Eight regional nations are competing in the Gulf Cup, which runs until January 19. (AFP)
  • Matches are taking place in the city of Basra as war-scarred Iraq hosts the regional event for the first time in over four decades.
  • The country was long banned from international football and is counting on the tournament to burnish its image.

BASRA, IRAQ – Iraq has apologized to its neighbor Kuwait after a scuffle in the VIP section prevented the Kuwaiti emir’s representative from attending opening ceremonies at the Gulf Cup football tournament.

Matches are taking place in the city of Basra, near Kuwait, as war-scarred Iraq hosts the regional event for the first time in over four decades.

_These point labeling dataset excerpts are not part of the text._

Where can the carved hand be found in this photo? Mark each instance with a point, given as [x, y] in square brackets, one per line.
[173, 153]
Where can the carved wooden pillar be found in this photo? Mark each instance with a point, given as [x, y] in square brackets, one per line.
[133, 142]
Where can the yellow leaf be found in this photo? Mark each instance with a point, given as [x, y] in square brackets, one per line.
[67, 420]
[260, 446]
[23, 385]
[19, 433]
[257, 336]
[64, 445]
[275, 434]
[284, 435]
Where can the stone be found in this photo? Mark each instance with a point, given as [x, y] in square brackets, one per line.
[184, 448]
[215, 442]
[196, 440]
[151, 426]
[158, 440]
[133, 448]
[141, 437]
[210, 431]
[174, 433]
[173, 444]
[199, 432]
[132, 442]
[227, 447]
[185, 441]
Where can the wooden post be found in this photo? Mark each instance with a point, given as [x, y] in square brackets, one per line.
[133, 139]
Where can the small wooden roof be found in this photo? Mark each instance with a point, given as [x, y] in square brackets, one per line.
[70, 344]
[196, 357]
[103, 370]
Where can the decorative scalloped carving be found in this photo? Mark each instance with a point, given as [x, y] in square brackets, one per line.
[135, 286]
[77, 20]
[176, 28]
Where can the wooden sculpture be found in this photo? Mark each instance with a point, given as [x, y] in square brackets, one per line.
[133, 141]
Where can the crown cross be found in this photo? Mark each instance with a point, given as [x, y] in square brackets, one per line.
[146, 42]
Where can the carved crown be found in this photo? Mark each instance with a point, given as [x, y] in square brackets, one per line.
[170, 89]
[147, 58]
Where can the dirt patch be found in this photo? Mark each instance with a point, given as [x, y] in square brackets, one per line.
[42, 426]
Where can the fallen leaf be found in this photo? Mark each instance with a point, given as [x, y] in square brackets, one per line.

The country was long banned from international football and is counting on the tournament to burnish its image.

Videos on social media showed about 20 men verbally abusing and jostling each other, for unknown reasons, in a VIP section of the city’s International Stadium.

It was hosting the tournament’s opening match between Iraq and Oman on Friday night.

During the chaos, Kuwait Olympic Committee president Sheikh Fahad Nasser Sabah al-Ahmad could not get into the venue, Kuwaiti press reported.

He was representing the country’s Emir Sheikh Nawaf al-Ahmad Al-Sabah.

The president of the Kuwait Football Association and his delegation withdrew from the opening ceremony “in solidarity” with the emir’s representative, who could not attend for safety reasons, the reports said.

The Association “expressed its strong dissatisfaction with the poor organization… and the resulting mass stampede and overcrowding”, Kuwait’s Arab Times reported.

It added that Kuwait’s national team would still play in the tournament.

Iraq’s football federation on Saturday apologized to the Kuwaiti delegation “for the difficulties encountered in entering the stadium”.

Security also refused entry to some fans as well as accredited press photographers including from AFP.

Iraq’s federation said it would “take into account” what happened both inside and outside the stadium “to make sure that organization improves”.

The country had not hosted the Gulf Cup since 1979, the year dictator Saddam Hussein seized power in Baghdad.

In 1990 he invaded Kuwait, leading to a ban on Iraq by world football’s governing body FIFA.

Other bans followed sporadically until early 2022 because of Iraq’s years of war and instability.

But with a semblance of stability returning to the country, tournament organizers have undertaken major infrastructure projects and Iraqis are enthusiastically welcoming their Kuwaiti neighbors.

Eight regional nations are competing in the Gulf Cup, which runs until January 19.